How to Setup, Build, and Use Giraffa 0.0.1 (legacy) - GiraffaFS/giraffa GitHub Wiki
- Download and install Maven:
wget http://apache.mesi.com.ar/maven/maven-3/3.0.4/binaries/apache-maven-3.0.4-in.tar.gz
tar -zxvf apache-maven-3.0.4-bin.tar.gz
sudo mv apache-maven-3.0.4 /usr/local
sudo mv apache-maven-3.0.4 /usr/local
sudo ln -s /usr/local/apache-maven-3.0.4/ /usr/local/maven
- Configure ∼/.bashrc, make sure that you have the following section in this file:
M2_HOME=/usr/local/maven
export M2=$M2_HOME/bin
export MAVEN_OPTS="-Xmx2g -XX:MaxPermSize=512m"
export PATH=$JAVA_HOME/bin:$M2_HOME/bin:$PATH
- Check that Maven is correctly setup
mvn -version
Apache Maven 3.0.4 (r1232337; 2012-01-17 00:44:56-0800)

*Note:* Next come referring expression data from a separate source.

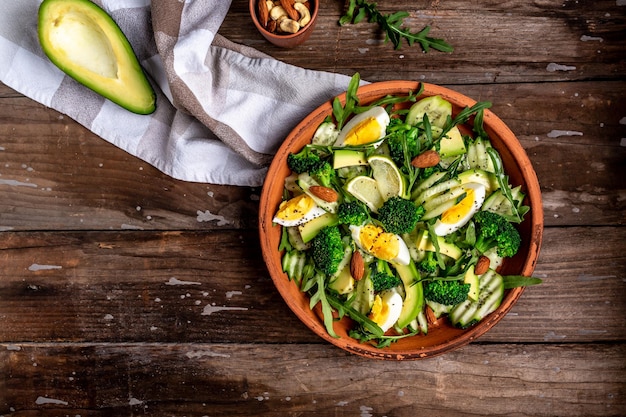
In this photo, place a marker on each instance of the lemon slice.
(366, 190)
(387, 175)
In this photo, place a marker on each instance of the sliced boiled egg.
(364, 128)
(383, 245)
(386, 309)
(458, 215)
(297, 210)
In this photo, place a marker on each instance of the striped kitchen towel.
(222, 108)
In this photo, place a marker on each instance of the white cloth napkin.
(223, 109)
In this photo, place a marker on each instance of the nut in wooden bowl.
(284, 23)
(442, 337)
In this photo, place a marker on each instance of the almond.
(291, 11)
(264, 13)
(357, 266)
(482, 265)
(426, 159)
(431, 319)
(327, 194)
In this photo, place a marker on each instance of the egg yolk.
(379, 243)
(379, 312)
(365, 132)
(459, 210)
(295, 208)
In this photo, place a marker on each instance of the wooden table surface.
(126, 292)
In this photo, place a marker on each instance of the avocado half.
(84, 42)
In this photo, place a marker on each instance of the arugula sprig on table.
(392, 25)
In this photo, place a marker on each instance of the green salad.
(399, 216)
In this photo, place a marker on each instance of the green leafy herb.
(343, 113)
(392, 25)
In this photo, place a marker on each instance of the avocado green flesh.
(85, 43)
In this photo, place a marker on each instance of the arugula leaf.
(392, 25)
(327, 312)
(503, 181)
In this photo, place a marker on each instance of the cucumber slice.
(477, 156)
(293, 263)
(436, 190)
(326, 134)
(413, 294)
(427, 183)
(498, 203)
(438, 210)
(364, 295)
(449, 195)
(480, 176)
(452, 144)
(435, 107)
(438, 308)
(490, 293)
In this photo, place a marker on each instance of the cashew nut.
(305, 14)
(277, 12)
(289, 26)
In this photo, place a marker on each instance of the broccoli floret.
(430, 264)
(383, 277)
(352, 213)
(446, 292)
(399, 215)
(303, 161)
(327, 250)
(494, 230)
(323, 173)
(402, 142)
(427, 172)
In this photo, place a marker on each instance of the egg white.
(378, 113)
(403, 257)
(392, 302)
(442, 228)
(314, 212)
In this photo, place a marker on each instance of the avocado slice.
(84, 42)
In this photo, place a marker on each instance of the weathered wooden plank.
(97, 185)
(213, 286)
(309, 380)
(494, 41)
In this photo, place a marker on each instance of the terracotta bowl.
(285, 40)
(445, 337)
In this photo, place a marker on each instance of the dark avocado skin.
(73, 33)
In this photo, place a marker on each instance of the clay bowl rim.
(446, 338)
(293, 39)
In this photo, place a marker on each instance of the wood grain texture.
(125, 292)
(559, 124)
(213, 287)
(495, 42)
(310, 380)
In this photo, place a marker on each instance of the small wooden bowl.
(444, 337)
(285, 40)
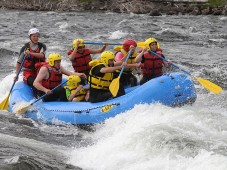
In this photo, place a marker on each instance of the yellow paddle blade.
(210, 86)
(22, 110)
(4, 105)
(141, 44)
(118, 48)
(114, 86)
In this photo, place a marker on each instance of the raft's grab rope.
(80, 111)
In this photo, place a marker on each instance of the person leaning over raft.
(34, 52)
(75, 91)
(127, 78)
(151, 64)
(50, 76)
(101, 76)
(80, 56)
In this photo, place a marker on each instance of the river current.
(148, 137)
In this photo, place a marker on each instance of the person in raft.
(80, 56)
(74, 90)
(50, 76)
(101, 76)
(151, 64)
(34, 52)
(127, 78)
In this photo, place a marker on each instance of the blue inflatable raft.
(170, 89)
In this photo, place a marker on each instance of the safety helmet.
(33, 31)
(149, 41)
(127, 43)
(119, 56)
(106, 56)
(73, 80)
(80, 45)
(53, 57)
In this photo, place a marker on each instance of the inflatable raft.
(170, 89)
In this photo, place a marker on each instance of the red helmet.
(127, 43)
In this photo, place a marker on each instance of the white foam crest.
(154, 137)
(62, 26)
(118, 35)
(223, 18)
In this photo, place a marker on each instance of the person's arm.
(72, 96)
(19, 61)
(110, 69)
(68, 73)
(73, 54)
(139, 56)
(100, 50)
(37, 55)
(43, 74)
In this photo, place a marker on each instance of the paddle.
(22, 110)
(100, 43)
(139, 44)
(114, 86)
(4, 105)
(205, 83)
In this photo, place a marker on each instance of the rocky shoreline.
(152, 8)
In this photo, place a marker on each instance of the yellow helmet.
(53, 57)
(106, 56)
(73, 80)
(151, 40)
(80, 45)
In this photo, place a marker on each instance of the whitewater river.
(148, 137)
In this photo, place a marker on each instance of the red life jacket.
(152, 65)
(55, 78)
(31, 60)
(81, 62)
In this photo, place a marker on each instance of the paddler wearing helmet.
(80, 55)
(127, 78)
(101, 76)
(34, 52)
(50, 76)
(151, 65)
(74, 90)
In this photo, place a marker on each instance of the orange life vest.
(55, 78)
(152, 65)
(81, 62)
(31, 60)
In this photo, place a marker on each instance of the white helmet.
(33, 31)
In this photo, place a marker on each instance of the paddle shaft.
(126, 60)
(171, 63)
(21, 65)
(100, 43)
(46, 94)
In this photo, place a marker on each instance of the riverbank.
(153, 8)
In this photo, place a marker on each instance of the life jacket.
(80, 94)
(39, 65)
(80, 62)
(31, 60)
(152, 65)
(131, 60)
(97, 82)
(55, 78)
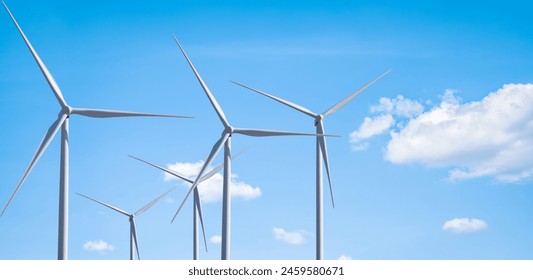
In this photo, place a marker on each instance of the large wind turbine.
(63, 122)
(131, 217)
(225, 139)
(197, 206)
(321, 153)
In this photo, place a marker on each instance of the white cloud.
(387, 110)
(293, 238)
(370, 127)
(464, 225)
(211, 189)
(491, 137)
(98, 246)
(398, 106)
(215, 239)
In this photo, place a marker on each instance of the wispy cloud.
(293, 238)
(464, 225)
(491, 137)
(369, 128)
(211, 189)
(99, 246)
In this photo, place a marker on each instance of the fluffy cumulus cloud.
(399, 106)
(99, 246)
(492, 137)
(211, 189)
(215, 239)
(293, 238)
(464, 225)
(387, 110)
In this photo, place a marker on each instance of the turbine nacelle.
(66, 110)
(318, 119)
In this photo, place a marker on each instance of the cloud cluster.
(464, 225)
(293, 238)
(491, 137)
(387, 109)
(99, 246)
(211, 189)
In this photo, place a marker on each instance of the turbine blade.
(263, 132)
(324, 150)
(99, 113)
(349, 98)
(280, 100)
(218, 168)
(135, 238)
(40, 150)
(214, 151)
(207, 91)
(49, 78)
(147, 206)
(198, 205)
(171, 172)
(106, 205)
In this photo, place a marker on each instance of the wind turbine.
(321, 153)
(62, 122)
(197, 206)
(131, 216)
(225, 139)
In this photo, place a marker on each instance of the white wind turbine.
(225, 139)
(131, 217)
(63, 122)
(321, 153)
(197, 205)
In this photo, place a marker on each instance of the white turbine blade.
(147, 206)
(135, 238)
(324, 150)
(49, 78)
(210, 95)
(280, 100)
(218, 168)
(199, 209)
(263, 132)
(214, 151)
(106, 205)
(349, 98)
(40, 150)
(171, 172)
(99, 113)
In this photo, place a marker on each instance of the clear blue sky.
(429, 165)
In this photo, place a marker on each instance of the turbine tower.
(225, 139)
(321, 154)
(197, 206)
(62, 122)
(131, 217)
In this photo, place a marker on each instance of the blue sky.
(432, 163)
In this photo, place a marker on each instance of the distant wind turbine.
(131, 216)
(321, 153)
(63, 122)
(225, 139)
(197, 205)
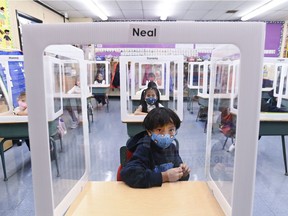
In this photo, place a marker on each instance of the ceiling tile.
(124, 5)
(133, 14)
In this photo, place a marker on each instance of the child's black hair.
(159, 117)
(143, 102)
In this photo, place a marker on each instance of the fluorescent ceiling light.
(95, 9)
(266, 7)
(163, 17)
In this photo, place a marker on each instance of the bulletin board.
(5, 26)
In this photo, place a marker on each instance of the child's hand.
(185, 169)
(172, 175)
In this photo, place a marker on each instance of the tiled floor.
(108, 133)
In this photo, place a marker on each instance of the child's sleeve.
(137, 173)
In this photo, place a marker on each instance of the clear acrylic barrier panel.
(64, 76)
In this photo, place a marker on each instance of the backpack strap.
(132, 143)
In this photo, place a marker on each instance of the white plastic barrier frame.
(166, 33)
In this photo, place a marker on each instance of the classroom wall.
(33, 9)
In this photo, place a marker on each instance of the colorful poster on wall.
(273, 39)
(5, 27)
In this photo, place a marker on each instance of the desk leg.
(3, 159)
(284, 153)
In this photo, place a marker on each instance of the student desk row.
(15, 128)
(275, 127)
(273, 124)
(115, 198)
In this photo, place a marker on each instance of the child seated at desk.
(100, 98)
(156, 160)
(74, 104)
(150, 99)
(22, 110)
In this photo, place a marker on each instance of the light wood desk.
(101, 89)
(273, 124)
(172, 199)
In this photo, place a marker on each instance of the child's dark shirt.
(144, 169)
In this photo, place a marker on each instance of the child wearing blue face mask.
(150, 99)
(156, 159)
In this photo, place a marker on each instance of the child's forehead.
(151, 91)
(169, 125)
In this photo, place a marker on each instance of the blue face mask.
(150, 100)
(162, 141)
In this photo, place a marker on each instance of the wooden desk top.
(172, 199)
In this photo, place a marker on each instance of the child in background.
(74, 104)
(22, 110)
(100, 98)
(150, 99)
(156, 160)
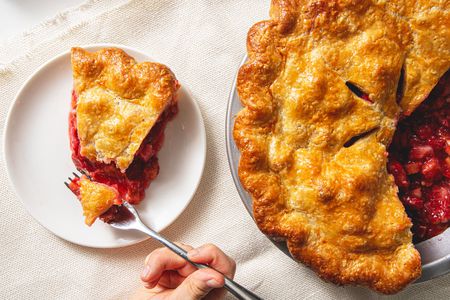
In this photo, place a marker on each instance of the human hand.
(168, 276)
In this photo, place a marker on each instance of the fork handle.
(233, 287)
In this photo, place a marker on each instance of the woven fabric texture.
(203, 42)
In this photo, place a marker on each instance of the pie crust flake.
(120, 109)
(322, 91)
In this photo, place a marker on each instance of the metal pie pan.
(435, 252)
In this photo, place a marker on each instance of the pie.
(323, 89)
(120, 109)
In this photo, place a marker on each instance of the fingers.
(163, 259)
(198, 284)
(214, 257)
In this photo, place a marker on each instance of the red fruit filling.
(130, 185)
(419, 161)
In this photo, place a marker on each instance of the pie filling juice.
(130, 185)
(420, 163)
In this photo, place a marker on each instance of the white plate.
(38, 158)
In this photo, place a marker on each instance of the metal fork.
(133, 222)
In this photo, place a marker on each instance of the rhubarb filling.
(131, 184)
(420, 163)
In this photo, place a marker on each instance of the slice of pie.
(120, 109)
(322, 91)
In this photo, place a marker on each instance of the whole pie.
(120, 109)
(323, 89)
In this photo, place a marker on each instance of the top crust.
(119, 101)
(312, 182)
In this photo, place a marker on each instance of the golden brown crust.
(312, 182)
(96, 199)
(428, 56)
(119, 101)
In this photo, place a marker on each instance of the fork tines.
(70, 180)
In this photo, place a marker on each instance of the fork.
(133, 222)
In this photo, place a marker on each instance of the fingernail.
(212, 283)
(193, 253)
(146, 272)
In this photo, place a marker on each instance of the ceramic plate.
(38, 158)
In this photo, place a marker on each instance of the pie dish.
(323, 89)
(120, 109)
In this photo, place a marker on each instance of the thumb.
(198, 284)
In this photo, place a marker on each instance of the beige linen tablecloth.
(203, 43)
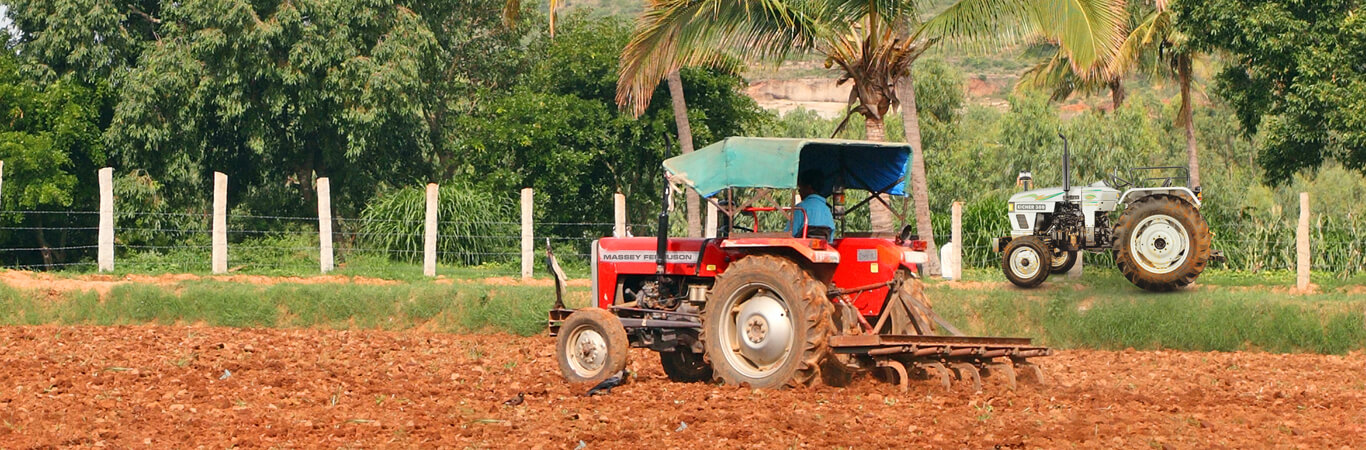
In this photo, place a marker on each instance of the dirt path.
(175, 386)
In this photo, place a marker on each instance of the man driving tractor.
(813, 212)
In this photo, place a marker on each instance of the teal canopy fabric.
(742, 162)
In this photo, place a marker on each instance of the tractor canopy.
(742, 162)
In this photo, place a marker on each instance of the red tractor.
(771, 309)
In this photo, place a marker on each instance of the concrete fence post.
(527, 235)
(711, 220)
(219, 259)
(325, 224)
(958, 241)
(618, 215)
(1302, 260)
(1075, 272)
(429, 231)
(105, 235)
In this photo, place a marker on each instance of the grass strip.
(1098, 312)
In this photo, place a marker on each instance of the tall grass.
(474, 226)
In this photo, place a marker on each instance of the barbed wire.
(1339, 246)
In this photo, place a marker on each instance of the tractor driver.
(812, 211)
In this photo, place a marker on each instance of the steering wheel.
(1115, 181)
(907, 233)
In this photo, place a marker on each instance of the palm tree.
(873, 43)
(1153, 45)
(511, 11)
(1157, 45)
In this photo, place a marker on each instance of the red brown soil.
(170, 387)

- For further instructions refer to "Installation Instructions" on http://maven.apache.org/download.cgi
- Using Git, clone our repository:
git clone https://code.google.com/a/apache-extras.org/p/giraffa/
- Check out trunk:
git checkout trunk
Giraffa is using using Maven as a build tool. Main pom.xml file is located in the giraffa directory. Here's a list of different options:
- Build Giraffa and run all the tests:
mvn clean install
Note: by default all test output is redirected to files under target/surefire-reports. If you want tests to output to console, then edit pom.xml file and set redirectTestOutputToFile=false, or set it during your maven command execution.
- Build Giraffa without tests
mvn clean install -DskipTests
- Build Giraffa Project site:
mvn clean site
When build is complete, you can access site at${basedir}/target/site/index.html
- Build Giraffa Site with Clover report:
mvn -Pclover site
When build is complete, you can access site at${basedir}/target/site/index.html
.
Note: You will need to place yourclover.license
file in${user.home}/.m2/clover.license
WARNING! Clover plugin instruments source files and and it should not be used for production!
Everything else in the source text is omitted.